AidData, a research unit at the College of William & Mary in the United States that tracks more than US$40 trillion in development aid, claims to have collected data on 117 African leaders’ birthplaces and ethnic groups and geocoded 1,955 Chinese development finance projects across 3,553 locations in Africa from 2000 to 2012.
And an interesting facet of Chinese moves abroad is the establishment by the People’s Liberation Army of a naval logistics center in the Horn of Africa nation of Djibouti. This is the same place where the United States and France have long had military bases operational. Although the Chinese defense ministry has refrained from referring to the installation as a military base, consistent with China’s policy of not establishing military alliances or a permanent overseas military base, the naval logistics center at Djibouti is widely seen as the first overseas base for its military that has increasingly become powerful by world standards.
Marxism in practice
All told, economically, politically, militarily, China has gone a long way in applying in practice, according to the specific condition of Chinese society, the tenets put forward by Marx in 1848. China had dared deviate from Marxist historical restrictions, beginning with Mao Zedong’s “surrounding the cities through the countryside,” ultimately embracing capitalism under Deng Xiaoping. The latter had made good Mao’s condemnation of him as a “capitalist roader” by declaring: “I don’t care if a cat is black or white, as long as it kills mice.” With much encouragement from the US itself, China under Deng took a big leap into the “white capitalist arena” and soon was harvesting mice to the extent of being able to render its capitalist benefactor America a cool $1 trillion indebtedness that remains to be paid to this day.

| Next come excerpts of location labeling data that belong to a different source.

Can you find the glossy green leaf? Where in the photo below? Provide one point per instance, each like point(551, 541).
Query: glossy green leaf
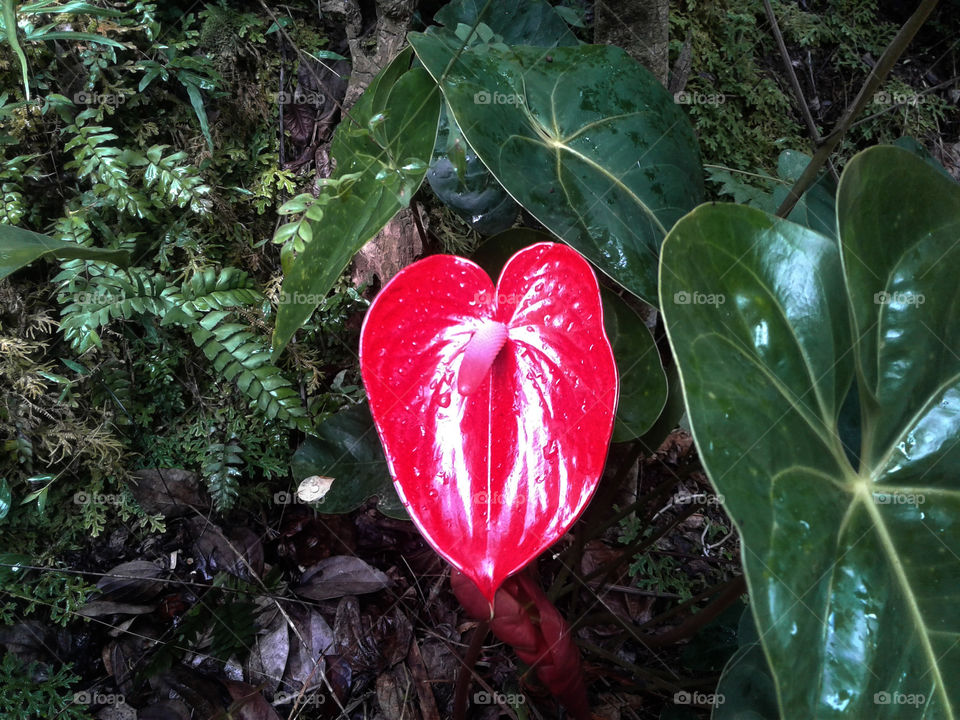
point(410, 104)
point(853, 571)
point(19, 248)
point(8, 11)
point(532, 22)
point(746, 686)
point(6, 498)
point(583, 137)
point(347, 449)
point(464, 184)
point(643, 383)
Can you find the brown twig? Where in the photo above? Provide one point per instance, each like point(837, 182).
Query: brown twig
point(466, 669)
point(876, 76)
point(794, 83)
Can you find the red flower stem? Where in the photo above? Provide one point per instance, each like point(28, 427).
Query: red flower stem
point(468, 662)
point(524, 618)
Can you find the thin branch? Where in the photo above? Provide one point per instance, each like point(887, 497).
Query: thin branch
point(876, 76)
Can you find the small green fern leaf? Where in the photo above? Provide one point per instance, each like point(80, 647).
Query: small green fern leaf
point(207, 291)
point(221, 470)
point(108, 298)
point(181, 184)
point(104, 165)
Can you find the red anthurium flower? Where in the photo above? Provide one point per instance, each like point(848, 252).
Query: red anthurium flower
point(495, 406)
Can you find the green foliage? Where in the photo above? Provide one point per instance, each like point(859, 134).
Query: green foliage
point(388, 148)
point(104, 165)
point(822, 393)
point(729, 81)
point(29, 691)
point(221, 470)
point(735, 70)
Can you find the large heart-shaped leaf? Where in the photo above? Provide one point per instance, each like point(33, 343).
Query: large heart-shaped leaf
point(387, 141)
point(532, 22)
point(457, 176)
point(853, 571)
point(495, 405)
point(583, 137)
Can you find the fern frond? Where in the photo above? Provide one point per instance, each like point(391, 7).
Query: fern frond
point(222, 472)
point(108, 298)
point(12, 171)
point(181, 184)
point(106, 166)
point(207, 291)
point(244, 358)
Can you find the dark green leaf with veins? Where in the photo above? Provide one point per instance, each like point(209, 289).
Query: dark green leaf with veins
point(853, 571)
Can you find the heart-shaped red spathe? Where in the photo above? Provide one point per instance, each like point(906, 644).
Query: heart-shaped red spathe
point(495, 406)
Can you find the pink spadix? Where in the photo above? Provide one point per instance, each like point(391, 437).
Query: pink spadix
point(480, 353)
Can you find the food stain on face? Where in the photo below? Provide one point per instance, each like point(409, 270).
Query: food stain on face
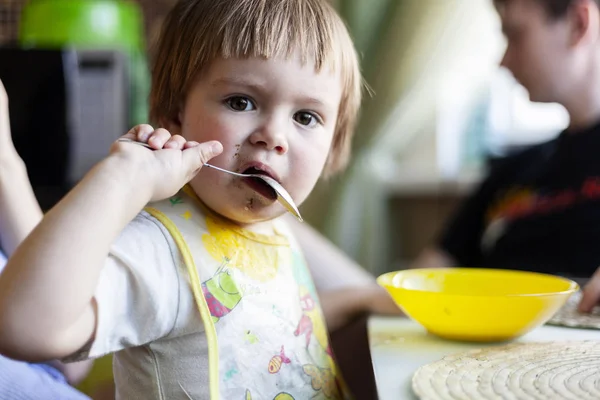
point(249, 204)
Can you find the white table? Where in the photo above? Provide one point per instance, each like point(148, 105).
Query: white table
point(399, 346)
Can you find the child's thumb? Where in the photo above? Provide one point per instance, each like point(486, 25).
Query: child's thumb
point(195, 157)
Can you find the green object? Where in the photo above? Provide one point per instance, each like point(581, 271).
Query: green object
point(89, 23)
point(92, 24)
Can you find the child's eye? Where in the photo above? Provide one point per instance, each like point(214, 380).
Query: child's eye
point(306, 118)
point(240, 103)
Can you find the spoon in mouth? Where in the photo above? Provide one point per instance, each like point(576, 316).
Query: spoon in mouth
point(281, 195)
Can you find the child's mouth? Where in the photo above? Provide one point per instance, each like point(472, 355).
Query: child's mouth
point(258, 185)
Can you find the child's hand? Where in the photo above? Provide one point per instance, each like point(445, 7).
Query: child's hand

As to the Chinese workers, I was informed by my tour guide in Shianghai this past August that 90 percent of them are homeowners, indicating that the private property concept—a scourge of the proletariat by Marxist reckoning and envisioned by Marx in 1848 as destined for “withering away” along with the state –lives on in China. And in no nook of Shanghai did I witness any semblance of the squatters’ shanties of the working class in the Manila metropolis. If anything, workers’ housing approximate the look of modern Metro Manila condominiums. Hardly is there any official claim now that China is a socialist society.
At least in Shanghai, China strikes me as a bourgeois society. Girls romp on the sidewalks in short shorts like they were denizens of Ayala Alabang or Makati. Or promenaders in a cafe-lined Paris boulevard. You want coffee, walk into Starbucks or Costa Coffee. Hamburger? McDo of course. The streets are clean but no sweepers in sight. Hardly is there a need it seems for footbridges that clog the view of Metro Manila thoroughfares – and are a torture to senior citizens – as people are so disciplined that all you need to cross to the other side of the street according to the rule of traffic lights.
In Shanghai, the term “bourgeois” could be just a brand. What is important is that that brand is under the control of the proletarian state, ruled by a socialist government, which is elected by the Chinese Communist Party (CCP) through its appropriate agencies. During my visit in the city, I realized that all my tour guides were members of the CCP. All members of the editorial staffs and all employees of the publications I visited were members of the party.
No need for armed revolution
In China you are confronted with the realization that the workers don’t really have to go through the nitty-gritty of an armed revolution to achieve emancipation from oppression and exploitation. All they need is for their advance detachment, the Communist Party, to seize control of the state and get all the things they need to do done.
Now, how can capitalism be declared evil without at the same time condemning the course taken by China. Can a country which has done the many good things enumerated above be evil?
So, to the final point. China has shown the way in how to apply Marxism in the 20th century. Rather than continuously dwell on the romance of the war-ravaged feudal epoch, Filipino workers will do themselves a great service by unshackling themselves of their chains of historical bondage and thereby embrace the Chinese brand of working-class liberation.